From: Willy Tarreau <w@1wt.eu>
To: Eric Dumazet <dada1@cosmosbay.com>
Cc: David Miller <davem@davemloft.net>,
ben@zeus.com, jarkao2@gmail.com, mingo@elte.hu,
linux-kernel@vger.kernel.org, netdev@vger.kernel.org,
jens.axboe@oracle.com
Subject: Re: [PATCH] tcp: splice as many packets as possible at once
Date: Fri, 9 Jan 2009 23:09:46 +0100 [thread overview]
Message-ID: <20090109220946.GA4787@1wt.eu> (raw)
In-Reply-To: <4967C95E.3070602@cosmosbay.com>
On Fri, Jan 09, 2009 at 11:02:06PM +0100, Eric Dumazet wrote:
> Willy Tarreau a écrit :
> > On Fri, Jan 09, 2009 at 09:51:17PM +0100, Eric Dumazet wrote:
> > (...)
> >>> Also, in your second mail, you're saying that your change
> >>> might return more data than requested by the user. I can't
> >>> find why, could you please explain to me, as I'm still quite
> >>> ignorant in this area ?
> >> Well, I just tested various user programs and indeed got this
> >> strange result :
> >>
> >> Here I call splice() with len=1000 (0x3e8), and you can see
> >> it gives a result of 1460 at the second call.
> >
> > huh, not nice indeed!
> >
> > While looking at the code to see how this could be possible, I
> > came across this minor thing (unrelated IMHO) :
> >
> > if (__skb_splice_bits(skb, &offset, &tlen, &spd))
> > goto done;
> >>>>>>> else if (!tlen) <<<<<<
> > goto done;
> >
> > /*
> > * now see if we have a frag_list to map
> > */
> > if (skb_shinfo(skb)->frag_list) {
> > struct sk_buff *list = skb_shinfo(skb)->frag_list;
> >
> > for (; list && tlen; list = list->next) {
> > if (__skb_splice_bits(list, &offset, &tlen, &spd))
> > break;
> > }
> > }
> >
> > done:
> >
> > Above on the enlighted line, we'd better remove the else and leave a plain
> > "if (!tlen)". Otherwise, when the first call to __skb_splice_bits() zeroes
> > tlen, we still enter the if and evaluate the for condition for nothing.

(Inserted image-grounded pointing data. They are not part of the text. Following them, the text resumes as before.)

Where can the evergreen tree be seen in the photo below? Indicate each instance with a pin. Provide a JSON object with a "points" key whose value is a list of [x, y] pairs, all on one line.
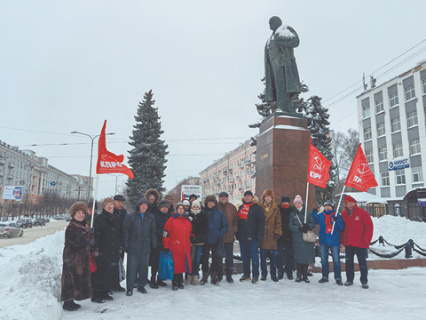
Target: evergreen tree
{"points": [[318, 123], [147, 158]]}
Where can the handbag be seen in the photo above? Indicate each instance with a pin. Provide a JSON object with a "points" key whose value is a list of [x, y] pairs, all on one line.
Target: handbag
{"points": [[166, 267], [93, 266], [221, 253], [309, 236]]}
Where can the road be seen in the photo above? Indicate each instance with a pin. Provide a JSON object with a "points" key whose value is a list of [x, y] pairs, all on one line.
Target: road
{"points": [[31, 234]]}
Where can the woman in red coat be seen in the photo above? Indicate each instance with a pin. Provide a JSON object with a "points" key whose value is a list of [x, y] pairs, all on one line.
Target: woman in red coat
{"points": [[176, 238]]}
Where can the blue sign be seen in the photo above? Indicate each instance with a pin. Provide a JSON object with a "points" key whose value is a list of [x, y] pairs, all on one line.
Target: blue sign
{"points": [[398, 164]]}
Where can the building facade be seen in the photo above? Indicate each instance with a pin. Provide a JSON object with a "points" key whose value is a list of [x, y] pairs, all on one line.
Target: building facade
{"points": [[392, 130], [234, 173], [24, 169]]}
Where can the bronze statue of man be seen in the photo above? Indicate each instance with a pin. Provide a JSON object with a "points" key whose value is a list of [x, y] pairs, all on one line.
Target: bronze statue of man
{"points": [[281, 75]]}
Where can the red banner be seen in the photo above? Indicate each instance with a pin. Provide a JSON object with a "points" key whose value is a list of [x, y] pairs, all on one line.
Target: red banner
{"points": [[360, 176], [319, 168], [108, 162]]}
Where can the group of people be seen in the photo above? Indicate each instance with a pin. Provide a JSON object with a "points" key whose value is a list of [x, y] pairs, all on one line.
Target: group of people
{"points": [[192, 232]]}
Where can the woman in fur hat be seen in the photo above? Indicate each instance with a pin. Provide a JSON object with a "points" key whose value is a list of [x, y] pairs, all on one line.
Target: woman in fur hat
{"points": [[303, 251], [273, 231], [75, 283]]}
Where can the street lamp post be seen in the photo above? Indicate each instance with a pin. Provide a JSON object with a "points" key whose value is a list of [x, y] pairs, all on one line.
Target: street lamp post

But
> > let's leave that for later.
> >
> >> I suspect a bug in splice code, that my patch just exposed.
> >
> > I've checked in skb_splice_bits() and below and can't see how we can move
> > more than the requested len.
> >
> > However, with your change, I don't clearly see how we break out of
> > the loop in tcp_read_sock(). Maybe we first read 1000 then loop again
> > and read remaining data ? I suspect that we should at least exit when
> > ((struct tcp_splice_state *)desc->arg.data)->len = 0.
> >
> > At least that's something easy to add just before or after !desc->count
> > for a test.
> >
>
> I believe the bug is in tcp_splice_data_recv()
yes, see my other mail.
> I am going to test a new patch, but here is the thing I found:
>
> diff --git a/net/ipv4/tcp.c b/net/ipv4/tcp.c
> index bd6ff90..fbbddf4 100644
> --- a/net/ipv4/tcp.c
> +++ b/net/ipv4/tcp.c
> @@ -523,7 +523,7 @@ static int tcp_splice_data_recv(read_descriptor_t *rd_desc, struct sk_buff *skb,
> {
> struct tcp_splice_state *tss = rd_desc->arg.data;
>
> - return skb_splice_bits(skb, offset, tss->pipe, tss->len, tss->flags);
> + return skb_splice_bits(skb, offset, tss->pipe, len, tss->flags);
> }
it will not work, len is always 1000 in your case, for every call,
as I had in my logs :
kernel :
tcp_splice_data_recv: skb=ed3d3480 offset=0 len=1460 tss->pipe=ed1cbc00 tss->len=1000 tss->flags=3
tcp_sendpage: going through do_tcp_sendpages
tcp_splice_data_recv: skb=ed3d3480 offset=1000 len=460 tss->pipe=ed1cbc00 tss->len=1000 tss->flags=3
tcp_splice_data_recv: skb=ed3d3540 offset=0 len=1460 tss->pipe=ed1cbc00 tss->len=1000 tss->flags=3
tcp_sendpage: going through do_tcp_sendpages
tcp_sendpage: going through do_tcp_sendpages
tcp_splice_data_recv: skb=ed3d3540 offset=1000 len=460 tss->pipe=ed1cbc00 tss->len=1000 tss->flags=3
tcp_splice_data_recv: skb=ed3d3600 offset=0 len=1176 tss->pipe=ed1cbc00 tss->len=1000 tss->flags=3
tcp_sendpage: going through do_tcp_sendpages
tcp_sendpage: going through do_tcp_sendpages
tcp_splice_data_recv: skb=ed3d3600 offset=1000 len=176 tss->pipe=ed1cbc00 tss->len=1000 tss->flags=3
tcp_sendpage: going through do_tcp_sendpages
program :
accept(3, 0, NULL) = 4
socket(PF_INET, SOCK_STREAM, IPPROTO_TCP) = 5
connect(5, {sa_family=AF_INET, sin_port=htons(4001), sin_addr=inet_addr("10.0.3.1")}, 16) = 0
fcntl64(4, F_SETFL, O_RDONLY|O_NONBLOCK) = 0
fcntl64(5, F_SETFL, O_RDONLY|O_NONBLOCK) = 0
pipe([6, 7]) = 0
select(6, [5], [], NULL, NULL) = 1 (in [5])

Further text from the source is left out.